Isolation of Viable Multicellular Glands from Tissue of the Carnivorous Plant, Nepenthes

要約

Plants glands are specialized structures responsible for the biosynthesis and secretion of many compounds involved in interactions with the biotic environment. To enable studies on their molecular and biochemical features, a mechanical micropreparation technique was established in order to isolate single metabolically active glands, here from the carnivorous plant Nepenthes.

要約

Many plants possess specialized structures that are involved in the production and secretion of specific low molecular weight compounds and proteins. These structures are almost always localized on plant surfaces. Among them are nectaries or glandular trichomes. The secreted compounds are often employed in interactions with the biotic environment, for example as attractants for pollinators or deterrents against herbivores.

Glands that are unique in several aspects can be found in carnivorous plants. In so-called pitcher plants of the genus Nepenthes, bifunctional glands inside the pitfall-trap on the one hand secrete the digestive fluid, including all enzymes necessary for prey digestion, and on the other hand take-up the released nutrients. Thus, these glands represent an ideal, specialized tissue predestinated to study the underlying molecular, biochemical, and physiological mechanisms of protein secretion and nutrient uptake in plants. Moreover, generally the biosynthesis of secondary compounds produced by many plants equipped with glandular structures could be investigated directly in glands.

In order to work on such specialized structures, they need to be isolated efficiently, fast, metabolically active, and without contamination with other tissues. Therefore, a mechanical micropreparation technique was developed and applied for studies on Nepenthes digestion fluid. Here, a protocol is presented that was used to successfully prepare single bifunctional glands from Nepenthes traps, based on a mechanized microsampling platform. The glands could be isolated and directly used further for gene expression analysis by PCR techniques after preparation of RNA.

概要

Plants produce a wide huge variety of compounds with different industrial and pharmaceutical applications, ranging from small molecular weight molecules to polymers. Such compounds are frequently produced and secreted by highly specialized structures, many of which are localized at the surface of the plants such as glandular trichomes or nectaries, or internally such as idioblasts or latex and resin ducts, respectively. However, relatively little is known about the biology of these specialized secretory structures, although all types of those glands display many features that are indicative of active metabolism. In particular, glands of carnivorous plants such as Nepenthes can be seen as model systems in plant cell biology¹.

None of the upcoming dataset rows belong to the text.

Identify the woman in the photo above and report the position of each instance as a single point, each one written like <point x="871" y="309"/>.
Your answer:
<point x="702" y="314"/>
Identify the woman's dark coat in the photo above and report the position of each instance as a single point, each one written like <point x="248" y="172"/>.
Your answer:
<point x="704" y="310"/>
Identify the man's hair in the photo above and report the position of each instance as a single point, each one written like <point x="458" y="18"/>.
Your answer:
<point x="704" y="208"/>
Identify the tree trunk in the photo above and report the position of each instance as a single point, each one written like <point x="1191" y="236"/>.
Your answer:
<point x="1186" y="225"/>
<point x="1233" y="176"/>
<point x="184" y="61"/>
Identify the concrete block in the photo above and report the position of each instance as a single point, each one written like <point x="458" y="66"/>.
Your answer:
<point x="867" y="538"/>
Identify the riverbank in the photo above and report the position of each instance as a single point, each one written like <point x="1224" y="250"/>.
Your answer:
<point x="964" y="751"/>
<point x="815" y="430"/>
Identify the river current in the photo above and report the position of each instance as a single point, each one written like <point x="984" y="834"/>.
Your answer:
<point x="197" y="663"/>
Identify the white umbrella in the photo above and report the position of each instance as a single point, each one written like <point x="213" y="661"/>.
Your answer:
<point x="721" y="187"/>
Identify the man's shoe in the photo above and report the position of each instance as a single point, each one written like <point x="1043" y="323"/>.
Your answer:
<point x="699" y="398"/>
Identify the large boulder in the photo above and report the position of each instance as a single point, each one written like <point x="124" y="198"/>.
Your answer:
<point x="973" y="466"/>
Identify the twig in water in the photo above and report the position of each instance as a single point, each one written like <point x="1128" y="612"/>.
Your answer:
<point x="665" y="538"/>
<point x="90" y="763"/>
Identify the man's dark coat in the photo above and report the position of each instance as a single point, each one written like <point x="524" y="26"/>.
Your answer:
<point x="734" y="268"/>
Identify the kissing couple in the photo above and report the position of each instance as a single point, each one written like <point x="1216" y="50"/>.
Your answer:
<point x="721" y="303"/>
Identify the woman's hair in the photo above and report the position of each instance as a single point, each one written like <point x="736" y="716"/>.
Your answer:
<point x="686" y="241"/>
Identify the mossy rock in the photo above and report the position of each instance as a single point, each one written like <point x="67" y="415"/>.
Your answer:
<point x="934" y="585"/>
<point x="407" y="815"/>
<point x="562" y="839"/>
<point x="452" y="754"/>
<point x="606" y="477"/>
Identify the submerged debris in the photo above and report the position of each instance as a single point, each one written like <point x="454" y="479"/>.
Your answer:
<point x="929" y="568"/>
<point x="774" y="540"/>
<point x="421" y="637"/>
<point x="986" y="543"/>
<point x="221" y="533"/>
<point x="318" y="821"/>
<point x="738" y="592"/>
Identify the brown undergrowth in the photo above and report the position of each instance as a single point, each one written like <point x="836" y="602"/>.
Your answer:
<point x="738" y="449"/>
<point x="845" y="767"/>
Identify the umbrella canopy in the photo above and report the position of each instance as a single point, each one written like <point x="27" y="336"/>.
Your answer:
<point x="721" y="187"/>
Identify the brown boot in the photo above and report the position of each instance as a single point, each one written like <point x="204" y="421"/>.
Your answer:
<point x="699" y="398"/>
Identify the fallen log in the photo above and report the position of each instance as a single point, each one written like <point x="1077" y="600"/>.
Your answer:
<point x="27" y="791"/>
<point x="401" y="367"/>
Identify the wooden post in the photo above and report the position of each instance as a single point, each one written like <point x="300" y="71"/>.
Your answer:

Carnivorous plants are the object of several studies since 1875 when Charles Darwin's 'Insectivorous Plants' was published². However, only in the last few years research on the molecular level has been done and still our knowledge is limited. For example, the protein composition of the digestion fluid in the pitcher plants of the genus Nepenthes is still not completely known. Only recently several hydrolytic proteins have been identified and a few of the corresponding genes as well³. In the pitfall-traps of Nepenthes (Figure 1), multicellular glands are localized at the inner bottom of the pitchers. These glands do both production and secretion of the digestive enzymes into the pitcher fluid and absorption of dissolved nutrients from the pitcher fluid⁴. Hence, these bifunctional glands represent a unique microtissue with a central position and function in the carnivory of Nepenthes that is worth to be studied in detail.

Figure 1. Nepenthes alata pitcher. The lower part of the pitcher contains the digestive fluid and glands on the inside. Click here to view larger image.

In plant sciences, many experimental approaches rely on 'bulk material' because no defined tissue is investigated but entire organs. As a consequence, their homogenization and analysis can only provide results that are diluted and proportionately with respect to individual tissues and cells⁵. To solve this problem, micropreparation techniques, for example the so-called laser capture microdissection (LCM), were developed and successfully used to harvest specific plant tissues and analyze their individual contents⁶. However, LCM is often limited if unstable and/or fast degrading cell components are targeted such as RNA. In such a case, the need of previous tissue fixation that is time consuming and often accompanied by degradation of the biomolecules, is of disadvantage. Moreover, due to the high water content of many plant tissues and the strength of cell walls, LCM often failed to prepare straight from fresh tissue⁷. Any approach to investigate cellular components that are present in secretory glands from genes, mRNA, and proteins to secondary compounds and their biosynthesis needs alternative techniques for the particular preparation. Thus, specific techniques to isolate single cells or even multicellular glands that remain intact after preparation are necessary.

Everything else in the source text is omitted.